Prefer simpler state patterns that avoid ownership complexity:

  • Pass configuration (not connections) in web state. For example, store a database path as a String and open a connection per request, rather than sharing Arc<Mutex<Connection>> across handlers. This eliminates lock contention and simplifies ownership.
  • Use Arc<T> for truly shared read-only state (config, compiled templates, static data)
  • Use per-request resources for anything with mutable state or cleanup requirements

Guidelines

  • Batch over incremental. The single most impactful practice is writing more code before compiling. Each compile cycle costs 10-30 seconds; eliminating 10 unnecessary cycles saves 2-5 minutes per task.
  • Read before writing. Never modify a file you haven't read. The compiler errors from misunderstanding existing types cost more time than reading the file would have.
  • Fix root causes, not symptoms. If the borrow checker rejects a pattern in 3 places, the API design is wrong — fix the signature, not the call sites.
  • Keep the dependency tree shallow. Every new crate dependency adds compile time. Check if the standard library or an existing dependency already provides the functionality.
  • Use the type system, don't fight it. If you're writing a lot of .clone(), Rc, or unsafe, step back and reconsider the data ownership model.
  • Verify crate APIs before committing to them. The cost of discovering an API mismatch after writing 10 handlers is far higher than testing one minimal example first. This applies especially to template engines, integration crates, and anything with macro-based DSLs.
  • Domain bugs cost more than type bugs. The compiler catches type errors, borrow errors, and lifetime issues.
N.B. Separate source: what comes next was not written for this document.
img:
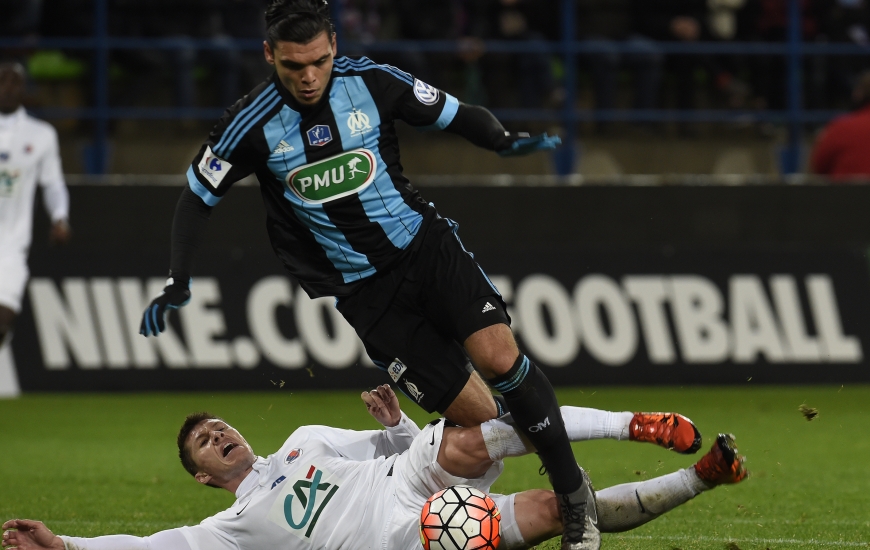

It cannot catch wrong formulas, incorrect sign conventions, or numerical edge cases. Invest verification effort proportional to the risk: domain-critical code needs golden-value tests, not just cargo check.
  • Split lib.rs from main.rs by default. This is a one-time structural decision that enables integration testing, benchmarking, and reuse. Do it at project creation, not as a refactor later.
  • Respect the user's CLAUDE.md. The user's global instructions override defaults. Check for project-specific conventions before applying generic Rust patterns.

Other

  • Some AI LLMs suggest changing the Rust edition in Cargo.toml to 2021 from 2024. Their reasoning is mistaken: they are not up to date.The latest Rust edition is 2024 and Cargo.toml files with this should not be changed.